- Тетя мама!
Кубарем, визжа от восторга, выкатывается мне навстречу крохотный кудрявый комочек. Ещё прыжок – и мои колени намертво стиснуты в её трёхлетних объятиях. И смотрит лукаво. И так вот, снизу вверх, начинает обязательный ежевечерний допрос:
- А мама дома?
- Дома, зайчик.
- А баба дома?
- И она, конечно. Куда она денется?
- И тетя дома!
Ну вот, причислили к лику блаженной семейки. Я определенно тетя – двадцать с лишком лет разницы, как-никак, но уж никоим образом не мама. Ласковое кареглазое чудо принадлежит соседке по общей квартире. Она торговка с центрального рынка и выпивку ценит превыше всех земных радостей. Нет, Света – не радость. Света – довесок. А зовут мамашу так же, как меня, и это ребенок усвоил.
Ребятеныш настойчиво карабкается вверх по моим ногам (не захочешь – присядешь) и, устраиваясь поуютнее, как в гнездышке, пыхтя и посапывая, деловито так сообщает:
- Лиза плиходила сегодня!
- Бабушка Лиза?
Взгляд очень удивленный.
- А Лиза – бабуска?
- Конечно, малыш. Бабушка Лиза.
- А чья бабуска?
- Ничья. Просто бабушка.
Карие вишенки полны недоверия.
- Так не бывает, чтобы плосто!
- Бывает, Светик. Все бывает.
Бабушка Лиза – это одинокая девяностолетняя старуха, живущая этажом выше. Это сейчас она старушка Лиза, а давным-давно, в доисторические времена, была довольно известной балериной. Даже и сейчас, если назвать ее фамилию, то многие припомнят ее бесподобные театральные работы. Может, потом и назову, если вспомню. Вся жизнь в искусстве – вот мне бы так… Так вот, сейчас эта легендарная старушка живет над нами, этажом выше. Забегает то и дело к Светиной бабушке – побеседовать. Сидит на кухне, и, вливаясь старческим подрагивающим голоском в звон и грохот кастрюль со сковородками, рассуждает о ценах на картошку, о погоде, о мыльных операх и обещаниях правительства. Опять булку черствую купила, а трубу в ванной прорвало, их ведь не дождешься, кто их там чинит, эти трубы. Да, мой маленький, принесла тебе гостинчика, вот он…

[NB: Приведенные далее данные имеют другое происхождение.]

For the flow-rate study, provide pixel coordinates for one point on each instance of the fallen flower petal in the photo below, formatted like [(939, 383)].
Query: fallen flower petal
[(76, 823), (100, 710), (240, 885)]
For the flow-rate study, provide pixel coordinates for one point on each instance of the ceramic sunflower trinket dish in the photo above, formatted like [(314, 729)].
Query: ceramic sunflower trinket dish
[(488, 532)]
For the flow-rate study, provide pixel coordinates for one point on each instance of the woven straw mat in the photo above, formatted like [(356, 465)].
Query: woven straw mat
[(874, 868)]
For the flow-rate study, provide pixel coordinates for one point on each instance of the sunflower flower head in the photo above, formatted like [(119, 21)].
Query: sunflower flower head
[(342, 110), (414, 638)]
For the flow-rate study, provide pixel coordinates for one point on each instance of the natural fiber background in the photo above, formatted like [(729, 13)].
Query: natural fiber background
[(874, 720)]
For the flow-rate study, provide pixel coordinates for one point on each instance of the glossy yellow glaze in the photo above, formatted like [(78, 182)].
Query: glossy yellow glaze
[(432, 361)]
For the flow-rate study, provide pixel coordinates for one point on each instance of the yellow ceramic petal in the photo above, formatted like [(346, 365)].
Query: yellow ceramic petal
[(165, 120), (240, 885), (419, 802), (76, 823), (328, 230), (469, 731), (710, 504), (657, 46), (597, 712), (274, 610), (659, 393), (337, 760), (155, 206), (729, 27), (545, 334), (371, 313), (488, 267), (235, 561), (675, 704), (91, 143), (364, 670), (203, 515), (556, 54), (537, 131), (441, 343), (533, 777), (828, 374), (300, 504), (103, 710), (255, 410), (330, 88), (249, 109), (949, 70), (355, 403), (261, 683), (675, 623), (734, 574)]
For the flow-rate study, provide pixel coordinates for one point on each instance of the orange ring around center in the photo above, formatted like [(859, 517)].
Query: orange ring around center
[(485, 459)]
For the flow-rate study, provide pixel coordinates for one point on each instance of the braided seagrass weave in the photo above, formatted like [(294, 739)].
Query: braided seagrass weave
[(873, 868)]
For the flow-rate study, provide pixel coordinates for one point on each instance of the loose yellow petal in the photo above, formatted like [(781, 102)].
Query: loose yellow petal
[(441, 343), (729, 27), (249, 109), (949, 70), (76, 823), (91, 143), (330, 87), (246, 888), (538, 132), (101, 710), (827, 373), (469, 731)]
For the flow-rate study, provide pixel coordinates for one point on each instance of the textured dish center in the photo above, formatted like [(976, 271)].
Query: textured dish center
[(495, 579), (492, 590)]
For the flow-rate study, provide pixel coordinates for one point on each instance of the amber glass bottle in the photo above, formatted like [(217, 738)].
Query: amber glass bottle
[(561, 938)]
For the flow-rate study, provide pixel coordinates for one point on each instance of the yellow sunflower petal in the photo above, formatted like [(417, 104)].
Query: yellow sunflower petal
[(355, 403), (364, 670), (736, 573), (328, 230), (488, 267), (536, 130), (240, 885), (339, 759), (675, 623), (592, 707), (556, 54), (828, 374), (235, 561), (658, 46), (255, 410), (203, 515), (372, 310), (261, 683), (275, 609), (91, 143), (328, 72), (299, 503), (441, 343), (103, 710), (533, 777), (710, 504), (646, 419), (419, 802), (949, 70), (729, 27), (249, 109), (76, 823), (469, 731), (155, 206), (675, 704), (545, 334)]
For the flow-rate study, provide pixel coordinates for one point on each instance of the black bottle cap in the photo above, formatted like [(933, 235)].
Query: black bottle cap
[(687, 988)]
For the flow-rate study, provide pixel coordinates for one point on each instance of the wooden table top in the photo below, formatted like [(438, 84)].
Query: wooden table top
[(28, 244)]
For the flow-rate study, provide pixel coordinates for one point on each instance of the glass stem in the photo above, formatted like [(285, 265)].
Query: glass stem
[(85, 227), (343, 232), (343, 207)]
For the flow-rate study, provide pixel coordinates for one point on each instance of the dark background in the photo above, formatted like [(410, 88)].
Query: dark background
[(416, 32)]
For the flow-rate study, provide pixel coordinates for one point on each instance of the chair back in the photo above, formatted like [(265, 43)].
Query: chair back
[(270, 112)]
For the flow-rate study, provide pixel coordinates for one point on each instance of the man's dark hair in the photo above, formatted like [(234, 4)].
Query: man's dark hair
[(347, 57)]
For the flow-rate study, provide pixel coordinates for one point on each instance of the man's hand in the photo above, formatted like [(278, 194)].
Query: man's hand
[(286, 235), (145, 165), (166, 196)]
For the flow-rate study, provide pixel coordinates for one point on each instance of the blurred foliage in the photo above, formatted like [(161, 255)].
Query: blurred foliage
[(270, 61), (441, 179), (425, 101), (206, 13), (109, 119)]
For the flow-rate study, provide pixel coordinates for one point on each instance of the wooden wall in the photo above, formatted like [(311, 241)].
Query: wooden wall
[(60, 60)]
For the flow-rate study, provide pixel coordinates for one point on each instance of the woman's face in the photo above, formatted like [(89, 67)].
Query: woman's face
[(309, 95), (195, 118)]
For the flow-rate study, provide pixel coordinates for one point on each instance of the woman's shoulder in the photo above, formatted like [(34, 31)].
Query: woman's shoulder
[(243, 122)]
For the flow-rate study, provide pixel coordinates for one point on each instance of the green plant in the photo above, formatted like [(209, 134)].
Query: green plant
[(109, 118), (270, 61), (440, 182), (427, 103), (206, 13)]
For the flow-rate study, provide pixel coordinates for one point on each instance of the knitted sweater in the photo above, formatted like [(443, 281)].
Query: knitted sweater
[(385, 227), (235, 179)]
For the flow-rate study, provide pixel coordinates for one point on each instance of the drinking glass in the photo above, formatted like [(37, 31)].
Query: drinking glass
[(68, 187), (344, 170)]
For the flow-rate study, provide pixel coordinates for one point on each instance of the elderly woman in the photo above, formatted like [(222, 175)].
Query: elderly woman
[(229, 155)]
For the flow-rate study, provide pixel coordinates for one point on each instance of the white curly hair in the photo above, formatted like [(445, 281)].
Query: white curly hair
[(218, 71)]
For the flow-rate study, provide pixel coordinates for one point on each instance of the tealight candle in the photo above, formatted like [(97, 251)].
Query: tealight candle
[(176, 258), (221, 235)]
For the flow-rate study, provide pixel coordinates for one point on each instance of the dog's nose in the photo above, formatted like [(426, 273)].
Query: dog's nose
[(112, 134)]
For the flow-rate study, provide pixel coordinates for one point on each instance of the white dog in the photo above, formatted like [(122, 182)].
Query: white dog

О славном прошлом она уже не говорит. Светина бабушка – вежливая, кивает да поддакивает, но видно же, что своих забот у нее невпроворот, что ей до высокого искусства. Вот и перестала рассказывать…
Память у бабки Лизы никудышная: вечно она забывает самое главное, из-за чего, собственно, и пришла. А потому вспоминает добросовестно и долго. И смотрит на Свету.
Квартира у старушки большая. Очень большая. В ней гулко отдаются шаги и стук чашки о кухонный стол. Это оглушительный стук, сотрясающий хрупкую бабкину жизнь. Поздно вечером, когда перестают громыхать троллейбусы под окнами и соседи запираются в своих квартирах до утра, в однокомнатке становится очень тихо. Так тихо, что слышно потрескивание лампочки под потолком и шорох собственного дыхания. В это время все неодушевленное – шкаф, стулья, посуда – начинает отбрасывать длинные темные тени. Они дрожат, колеблются и молча дразнят бабку узкими шершавыми языками. Бабка их очень боится, потому что внутри теней, серое и бездонное, сидит одиночество. Можно, конечно, выключить лампочку. Но тогда зловредные тени сольются, и одиночество вылезет из всех своих тайных укрытий, и разрастется во всю комнату, во весь дом, во весь мир, и нависнет над бабкиной кроватью. Никому не нужна старая пугливая Лиза – просто старушка, ничья бабушка, у которой нет внуков. Есть у нее только тени. Призраки той жизни, которой не было. И прячется она от них под одеялом.
Мне скоро тридцать. Я не мама и, похоже, даже не тетя, потому что для меня карьера – самое главное. Я уже начинаю бояться теней.